Während nach § 5 Abs. 1 Z 1 jeder in einer Einrichtung beschäftigte (diensthabende) oder beigezogene Arzt (mit „ius practicandi“) befugt ist, Freiheitsbeschränkungen anzuordnen, können diese im Bereich der Pflege nach § 5 Abs. 1 Z 2 nur von einem mit der Anordnung derartiger Maßnahmen betrauten und in der Einrichtung beschäftigten Angehörigen des gehobenen Dienstes der Gesundheits- und Krankenpflege angeordnet werden. Dies kann – muss aber nicht – die Pflegedienstleitung oder ihre Vertretung sein. Zu der – auch schlüssig möglichen (§ 863 ABGB) – Betrauung anderer Personen (die wiederum Angehörige des gehobenen Dienstes für Gesundheits- und Krankenpflege sein müssen) mit derartigen Anordnungen ist die Leitung der Einrichtung berufen. Insbesondere in großen Einrichtungen kann es sinnvoll sein, mehrere Angehörige des gehobenen Dienstes für Gesundheits- und Krankenpflege mit der Anordnung von Freiheitsbeschränkungen zu betrauen. Nach § 5 Abs. 1 Z 3 können Freiheitsbeschränkungen in Einrichtungen der Behindertenhilfe – wiederum mangels eindeutiger berufsrechtlicher Anknüpfungspunkte – nur von der pädagogischen Leitung oder deren Vertretern – die aber ebenfalls für die pädagogische Leitung der Einrichtung qualifiziert sein müssen – angeordnet werden.

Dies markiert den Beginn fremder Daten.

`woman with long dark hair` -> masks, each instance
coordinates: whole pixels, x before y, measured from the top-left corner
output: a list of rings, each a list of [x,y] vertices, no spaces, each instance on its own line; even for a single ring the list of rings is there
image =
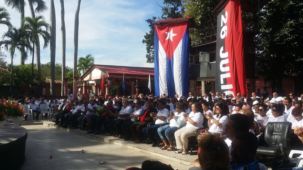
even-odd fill
[[[216,106],[215,110],[217,114],[215,116],[212,116],[211,114],[208,113],[206,113],[205,115],[208,120],[209,133],[213,132],[215,134],[220,136],[226,127],[228,121],[227,115],[229,113],[229,109],[226,105],[219,103]]]

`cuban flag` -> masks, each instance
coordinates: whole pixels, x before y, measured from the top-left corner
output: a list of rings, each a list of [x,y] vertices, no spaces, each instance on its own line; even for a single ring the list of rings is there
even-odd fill
[[[189,76],[188,21],[155,26],[155,95],[187,95]]]

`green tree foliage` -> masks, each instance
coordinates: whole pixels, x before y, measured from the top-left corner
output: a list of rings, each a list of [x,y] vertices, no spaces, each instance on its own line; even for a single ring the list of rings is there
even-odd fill
[[[161,8],[162,10],[161,17],[158,17],[158,20],[183,17],[185,11],[184,0],[164,0],[163,4],[164,6],[157,3],[157,5]],[[156,19],[156,17],[153,17],[152,18],[145,20],[148,23],[151,30],[148,33],[145,33],[142,42],[146,44],[147,54],[145,56],[147,59],[146,63],[153,63],[154,62],[155,26],[152,23],[155,21]]]
[[[0,67],[4,69],[6,69],[6,65],[7,62],[5,61],[5,58],[6,55],[3,52],[0,52]]]
[[[303,78],[303,2],[272,0],[264,9],[257,38],[256,70],[268,80],[276,80],[281,94],[283,77],[295,74]]]
[[[34,18],[26,17],[23,20],[22,28],[26,33],[26,37],[33,44],[32,57],[32,79],[34,78],[34,59],[35,51],[35,42],[39,41],[39,37],[41,37],[44,41],[43,49],[48,45],[49,42],[49,24],[45,21],[44,17],[38,15]],[[32,84],[32,81],[31,84]]]
[[[55,65],[55,79],[56,80],[61,80],[61,72],[62,71],[61,64],[56,63]],[[51,62],[49,62],[46,64],[41,65],[41,76],[43,78],[46,79],[50,79],[51,78]],[[73,69],[67,66],[65,69],[66,72],[72,71]],[[72,78],[72,75],[69,77],[67,75],[65,77],[66,78]]]
[[[5,50],[9,52],[11,55],[11,92],[13,85],[13,62],[14,54],[16,48],[20,51],[24,56],[24,58],[27,58],[27,51],[25,50],[25,47],[27,50],[28,49],[31,52],[32,48],[29,42],[25,38],[25,33],[22,29],[17,29],[12,27],[2,36],[3,40],[0,41],[0,47],[4,46]],[[0,50],[1,50],[0,48]]]
[[[12,25],[10,19],[10,16],[7,10],[3,7],[0,6],[0,25],[5,25],[9,27]]]
[[[78,72],[82,71],[82,74],[84,74],[94,64],[94,57],[90,54],[87,54],[84,57],[79,57],[78,59]]]

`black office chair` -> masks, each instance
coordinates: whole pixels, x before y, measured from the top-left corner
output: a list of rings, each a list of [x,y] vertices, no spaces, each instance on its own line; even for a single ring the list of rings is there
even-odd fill
[[[257,154],[281,157],[284,158],[290,152],[289,136],[291,123],[272,122],[267,123],[264,134],[265,146],[259,146]]]

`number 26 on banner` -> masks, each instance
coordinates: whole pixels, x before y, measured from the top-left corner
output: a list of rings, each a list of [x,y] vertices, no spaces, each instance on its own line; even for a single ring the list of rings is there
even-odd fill
[[[221,27],[223,26],[223,23],[226,24],[227,22],[227,11],[225,11],[225,16],[222,15],[221,16]],[[227,26],[225,25],[221,29],[220,37],[221,39],[223,39],[227,36]]]

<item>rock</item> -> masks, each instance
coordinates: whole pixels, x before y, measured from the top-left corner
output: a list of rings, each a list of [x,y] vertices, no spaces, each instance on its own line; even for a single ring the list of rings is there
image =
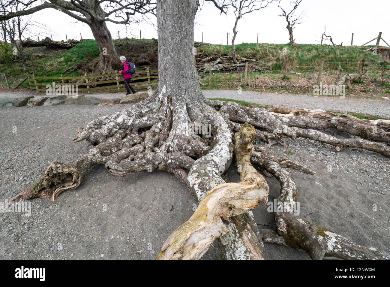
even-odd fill
[[[16,98],[0,98],[0,107],[2,107],[3,106],[12,106],[12,101],[16,99]]]
[[[119,98],[105,98],[100,100],[99,106],[113,105],[119,103],[121,102],[121,99]]]
[[[64,95],[60,95],[49,98],[43,103],[44,106],[56,106],[65,102],[67,97]]]
[[[41,96],[38,98],[32,98],[27,101],[27,105],[28,107],[41,106],[48,98],[49,97],[46,97],[44,96]]]
[[[98,105],[100,101],[96,97],[83,97],[77,101],[77,105]]]
[[[65,105],[74,105],[82,98],[85,97],[83,94],[80,94],[78,96],[73,96],[71,97],[68,97],[65,100]]]
[[[135,94],[123,96],[121,98],[119,103],[134,103],[149,98],[149,95],[145,92],[138,92]]]
[[[23,107],[26,105],[29,100],[34,97],[34,96],[26,96],[18,98],[12,101],[12,104],[15,107]]]

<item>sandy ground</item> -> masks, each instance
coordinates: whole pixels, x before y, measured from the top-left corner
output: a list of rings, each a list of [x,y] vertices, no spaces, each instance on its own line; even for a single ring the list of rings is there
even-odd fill
[[[230,91],[216,91],[204,93],[207,97],[229,97]],[[264,99],[268,96],[268,101],[259,101],[275,105],[271,95]],[[249,97],[240,99],[259,102]],[[295,107],[294,104],[302,103],[284,104]],[[70,162],[86,152],[85,142],[72,143],[78,127],[128,107],[0,108],[0,201],[24,190],[53,160]],[[273,152],[317,172],[312,176],[290,171],[298,187],[300,216],[358,244],[390,252],[389,159],[360,149],[337,152],[328,145],[305,139],[287,143],[289,146],[275,146]],[[233,168],[228,175],[232,181],[238,180]],[[280,186],[274,178],[266,180],[269,201],[273,201]],[[39,198],[30,202],[30,216],[0,213],[0,258],[155,259],[165,239],[190,217],[195,204],[188,191],[167,172],[145,171],[120,178],[109,174],[103,166],[92,168],[78,188],[64,192],[54,202]],[[274,226],[273,214],[267,207],[263,205],[254,210],[261,228]],[[310,259],[307,254],[289,248],[265,245],[269,259]],[[218,259],[216,246],[203,259]]]
[[[310,94],[289,94],[278,92],[277,94],[267,92],[254,92],[243,91],[239,94],[237,91],[230,90],[203,90],[206,98],[222,98],[234,99],[255,103],[261,105],[268,105],[275,107],[290,109],[308,109],[344,112],[356,112],[369,114],[390,117],[390,100],[382,98],[369,99],[357,98],[346,96],[344,98],[339,97],[313,96]],[[103,98],[120,98],[124,93],[97,93],[86,96]],[[20,96],[31,95],[36,96],[35,92],[24,89],[16,93],[8,91],[0,91],[0,98]]]

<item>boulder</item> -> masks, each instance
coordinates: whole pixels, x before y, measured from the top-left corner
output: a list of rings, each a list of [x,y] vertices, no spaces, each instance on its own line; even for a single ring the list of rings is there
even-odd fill
[[[15,107],[23,107],[27,104],[27,102],[34,96],[25,96],[20,98],[17,98],[12,101],[12,104]]]
[[[0,107],[12,105],[12,102],[16,100],[15,98],[0,98]]]
[[[65,105],[75,105],[76,103],[82,98],[85,97],[83,94],[80,94],[78,96],[73,96],[71,97],[68,97],[65,100]]]
[[[64,95],[60,95],[49,98],[43,103],[44,106],[56,106],[65,102],[67,96]]]
[[[138,92],[123,96],[121,98],[119,103],[134,103],[149,98],[149,95],[145,92]]]
[[[112,106],[119,103],[120,102],[121,99],[119,98],[105,98],[104,99],[100,99],[100,103],[99,105],[99,106],[105,105]]]
[[[82,97],[76,103],[78,105],[98,105],[100,102],[96,97]]]
[[[32,98],[27,101],[27,105],[28,107],[41,106],[43,105],[43,103],[46,101],[48,98],[49,97],[44,96],[41,96],[38,98]]]

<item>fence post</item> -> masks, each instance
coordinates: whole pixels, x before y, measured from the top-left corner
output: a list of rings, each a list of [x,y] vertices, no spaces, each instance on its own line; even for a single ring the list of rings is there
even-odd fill
[[[248,62],[245,62],[245,74],[244,75],[244,85],[246,85],[246,78],[248,76]]]
[[[376,45],[375,45],[376,47],[378,47],[379,46],[379,41],[381,41],[381,37],[382,37],[382,32],[379,32],[379,34],[378,35],[378,39],[376,39]]]
[[[118,80],[119,79],[118,78],[118,75],[115,75],[115,78],[117,79],[117,86],[118,86],[118,89],[119,89],[119,82]]]
[[[8,89],[9,89],[9,84],[8,83],[8,79],[7,78],[7,76],[5,75],[5,73],[3,73],[3,75],[4,75],[4,78],[5,79],[5,84],[7,85],[7,87],[8,88]]]
[[[38,91],[38,86],[37,85],[38,84],[38,81],[37,79],[35,78],[35,73],[34,72],[32,72],[32,77],[34,79],[34,84],[35,85],[35,90],[37,92],[37,94],[38,94],[39,92]]]
[[[211,85],[211,63],[209,63],[209,86]]]
[[[88,84],[88,79],[87,78],[87,73],[84,73],[84,75],[85,76],[85,77],[84,77],[84,78],[85,78],[85,82],[87,83],[87,84]],[[89,85],[87,85],[87,89],[88,90],[88,93],[90,93],[90,92],[89,91]]]
[[[30,89],[30,85],[31,84],[30,82],[31,80],[31,75],[29,74],[28,73],[26,73],[26,75],[27,76],[27,80],[28,81],[28,89]]]
[[[146,67],[146,75],[147,75],[147,83],[150,86],[152,86],[152,83],[151,82],[150,80],[150,73],[149,72],[149,67]]]
[[[317,78],[317,85],[319,86],[321,82],[321,76],[322,75],[322,68],[324,66],[324,61],[321,62],[319,65],[319,70],[318,70],[318,77]]]

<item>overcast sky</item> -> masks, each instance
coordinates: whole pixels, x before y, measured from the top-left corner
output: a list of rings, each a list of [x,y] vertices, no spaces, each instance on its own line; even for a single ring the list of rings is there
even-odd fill
[[[200,0],[202,3],[202,0]],[[282,5],[287,10],[290,0],[282,0]],[[276,1],[265,9],[245,15],[238,21],[236,44],[256,43],[257,33],[260,43],[283,44],[289,41],[286,29],[286,22],[283,17]],[[326,27],[327,35],[332,36],[335,44],[350,45],[351,34],[354,33],[353,43],[361,45],[375,37],[379,32],[382,37],[390,44],[390,0],[303,0],[298,8],[300,12],[305,10],[303,23],[294,30],[296,42],[301,43],[317,44]],[[126,29],[124,25],[108,22],[107,26],[113,39],[118,38],[120,31],[121,38],[139,38],[139,30],[142,38],[157,37],[156,20],[152,16],[154,26],[143,23],[140,25],[131,24]],[[48,25],[51,32],[40,31],[43,36],[52,35],[53,39],[80,39],[81,33],[84,39],[93,39],[87,25],[76,22],[64,13],[53,9],[46,9],[35,13],[32,20]],[[195,41],[213,44],[226,44],[227,33],[229,32],[229,44],[231,44],[232,27],[235,18],[232,11],[227,16],[220,15],[218,10],[212,4],[205,2],[198,11],[194,29]],[[45,33],[45,32],[47,32]],[[42,36],[41,36],[42,37]],[[36,37],[35,37],[36,38]],[[328,42],[328,43],[330,42]],[[374,44],[375,42],[371,43]],[[381,41],[381,45],[385,44]]]

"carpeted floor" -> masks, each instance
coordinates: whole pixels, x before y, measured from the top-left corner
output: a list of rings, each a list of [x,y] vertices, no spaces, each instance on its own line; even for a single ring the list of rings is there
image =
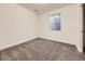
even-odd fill
[[[84,61],[75,46],[46,39],[34,39],[0,52],[1,61]]]

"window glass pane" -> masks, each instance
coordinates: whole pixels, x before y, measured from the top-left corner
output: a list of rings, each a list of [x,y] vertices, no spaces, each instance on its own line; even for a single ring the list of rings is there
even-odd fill
[[[60,30],[60,14],[51,16],[51,30]]]

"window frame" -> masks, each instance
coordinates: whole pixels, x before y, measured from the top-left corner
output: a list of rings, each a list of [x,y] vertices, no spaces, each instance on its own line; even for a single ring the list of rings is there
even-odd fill
[[[54,24],[53,23],[53,27],[52,27],[52,22],[51,22],[51,17],[53,16],[56,16],[56,15],[58,15],[59,16],[59,24]],[[59,29],[58,29],[58,27],[55,27],[55,26],[57,26],[57,25],[59,25]],[[49,30],[61,30],[61,13],[56,13],[56,14],[52,14],[52,15],[49,15]]]

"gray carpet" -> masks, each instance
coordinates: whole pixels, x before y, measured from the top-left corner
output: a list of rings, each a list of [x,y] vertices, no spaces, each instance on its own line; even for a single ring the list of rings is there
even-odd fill
[[[1,61],[84,61],[75,46],[34,39],[0,52]]]

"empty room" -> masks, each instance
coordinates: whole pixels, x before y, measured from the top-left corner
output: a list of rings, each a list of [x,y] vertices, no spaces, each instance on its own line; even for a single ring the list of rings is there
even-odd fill
[[[0,61],[85,61],[85,4],[0,3]]]

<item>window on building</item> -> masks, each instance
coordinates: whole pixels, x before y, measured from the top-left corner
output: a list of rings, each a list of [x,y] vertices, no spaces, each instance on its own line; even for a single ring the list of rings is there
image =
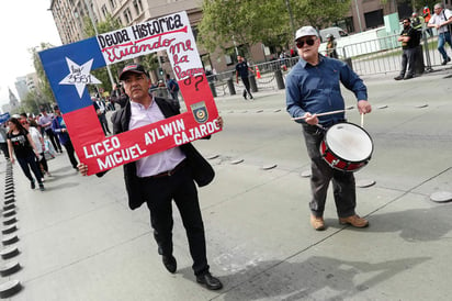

Da eine Freiheitsbeschränkung nur auf Grund einer psychischen Krankheit oder geistigen Behinderung angeordnet werden darf und auch das Krankheitsbild bzw. die konkrete Ausgestaltung der Behinderung bei der Einschätzung der daraus resultierenden Eigen- oder Fremdgefährdung eine Rolle spielt (und aufgrund des in § 4 Z 1 geforderten ursächlichen Zusammenhangs sogar spielen muss), bedarf es nach § 5 Abs. 2 vor jeder – einigermaßen planbaren – Anordnung der Mitwirkung eines Arztes: Ein Arzt muss schriftlich festhalten, an welcher psychischen Beeinträchtigung der Bewohner leidet und ob dieser im Zusammenhang damit sich oder andere an Leben oder Gesundheit ernstlich und erheblich gefährdet. Dies gilt nur dann, wenn die konkret vorgenommene Freiheitsbeschränkung voraussichtlich länger als 48 Stunden andauern soll. Auf diese Weise sollen pflegerische oder betreuerische Maßnahmen im Sinn des § 5 Abs. 1 Z 2 und 3 an Bewohnern, die am Wochenende in der Einrichtung aufgenommen werden, zunächst auch ohne ärztliche Mitwirkung angeordnet werden können. Sind die Maßnahmen auch in weiterer Folge zu setzen, bedürfen diese dann aber einer Anordnung, die den Anforderungen des § 5 Abs. 2 genügt. Ist schon am Wochenende eine Ärzten vorbehaltene Freiheitsbeschränkung im Sinn des § 5 Abs. 1 Z 1 erforderlich, z. B. die Verabreichung eines Sedativums, so muss von Vornherein ein Arzt beigezogen werden.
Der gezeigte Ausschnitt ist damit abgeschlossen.